The Force 5 is a small one-design racing sailboat that is similar to the more well known Laser but with a hard chine aft. Although it is designed for single-handed racing, two people can easily fit into the large cockpit. The boats are products of Weeks Yacht Yard on Long Island, New York.

==History==
The Force 5 was designed in 1972 by Fred Scott and Jack Evans who were well known for their boat designs.
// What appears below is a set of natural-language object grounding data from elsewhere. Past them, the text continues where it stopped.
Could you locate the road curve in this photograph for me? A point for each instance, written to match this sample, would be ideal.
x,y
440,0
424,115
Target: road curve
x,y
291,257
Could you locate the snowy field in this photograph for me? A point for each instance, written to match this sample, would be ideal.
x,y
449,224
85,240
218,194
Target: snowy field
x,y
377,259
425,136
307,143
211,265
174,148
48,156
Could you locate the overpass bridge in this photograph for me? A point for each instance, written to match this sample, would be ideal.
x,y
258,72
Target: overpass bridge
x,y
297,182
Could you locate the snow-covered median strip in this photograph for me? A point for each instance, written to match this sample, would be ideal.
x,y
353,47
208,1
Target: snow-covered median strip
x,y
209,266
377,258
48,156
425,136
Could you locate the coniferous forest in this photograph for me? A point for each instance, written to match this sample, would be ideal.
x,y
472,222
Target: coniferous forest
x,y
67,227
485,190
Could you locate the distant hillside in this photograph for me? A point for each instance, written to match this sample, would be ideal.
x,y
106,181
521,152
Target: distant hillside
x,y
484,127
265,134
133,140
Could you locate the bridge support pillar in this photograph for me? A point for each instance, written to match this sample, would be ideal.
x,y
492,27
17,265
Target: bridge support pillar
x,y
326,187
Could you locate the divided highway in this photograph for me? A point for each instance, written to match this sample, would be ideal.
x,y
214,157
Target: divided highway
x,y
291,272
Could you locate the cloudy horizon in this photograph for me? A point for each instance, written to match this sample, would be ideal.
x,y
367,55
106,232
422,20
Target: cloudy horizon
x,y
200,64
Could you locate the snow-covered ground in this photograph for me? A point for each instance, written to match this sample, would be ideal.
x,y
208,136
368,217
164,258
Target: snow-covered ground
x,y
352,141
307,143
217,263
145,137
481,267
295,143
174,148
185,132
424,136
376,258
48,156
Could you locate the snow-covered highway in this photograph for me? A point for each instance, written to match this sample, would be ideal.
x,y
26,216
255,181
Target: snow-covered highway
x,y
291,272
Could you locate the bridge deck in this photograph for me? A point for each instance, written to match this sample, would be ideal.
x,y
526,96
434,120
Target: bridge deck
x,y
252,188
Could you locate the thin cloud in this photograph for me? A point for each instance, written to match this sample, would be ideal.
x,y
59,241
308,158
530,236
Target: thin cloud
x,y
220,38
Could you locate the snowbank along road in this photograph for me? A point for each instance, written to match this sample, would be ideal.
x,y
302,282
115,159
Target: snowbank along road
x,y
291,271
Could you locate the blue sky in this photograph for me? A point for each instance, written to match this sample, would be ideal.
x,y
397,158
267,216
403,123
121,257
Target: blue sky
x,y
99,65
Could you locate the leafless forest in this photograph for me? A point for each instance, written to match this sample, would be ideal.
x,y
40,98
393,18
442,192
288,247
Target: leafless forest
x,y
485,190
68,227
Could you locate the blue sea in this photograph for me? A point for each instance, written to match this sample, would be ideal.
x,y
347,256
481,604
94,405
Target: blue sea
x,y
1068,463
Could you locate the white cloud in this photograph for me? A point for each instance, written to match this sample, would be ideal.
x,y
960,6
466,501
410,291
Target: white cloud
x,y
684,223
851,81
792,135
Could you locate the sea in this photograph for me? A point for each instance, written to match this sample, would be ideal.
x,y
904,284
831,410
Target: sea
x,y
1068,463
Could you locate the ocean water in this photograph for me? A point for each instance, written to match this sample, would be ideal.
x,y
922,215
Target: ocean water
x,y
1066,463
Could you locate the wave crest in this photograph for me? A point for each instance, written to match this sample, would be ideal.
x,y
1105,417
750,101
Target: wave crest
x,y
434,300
AMF Alcort manufactured the boats in increasing quantities and by the late 1970s the boat and class was highly popular. In 1989, Pearson Small Boats, which owned AMF at that time, was bought out by SLI who also owned the rights for Laser sailboats. Because the boats were similar they decided to concentrate on only one model and the Laser won out, eventually becoming more popular and causing the production of Force 5 boats to cease. Eventually, Weeks Yacht Yard bought the rights to the boat and it was re-introduced at the 1994 SAIL EXPO in Atlantic City, New Jersey and it continues to be produced in Patchogue, on the Great South Bay of Long Island.

==Rigging==
The Force 5 has full sail controls, including a cunningham, outhaul, boom vang, and traveller. The mainsail has a sleeve which fits over the 3-piece aluminum mast. A junior sail is available with reduced sail area for better handling when used by lower weight individuals under 185 lbs. The rudder and centerboard are solid varnished mahogany but recently fiberglass versions became available.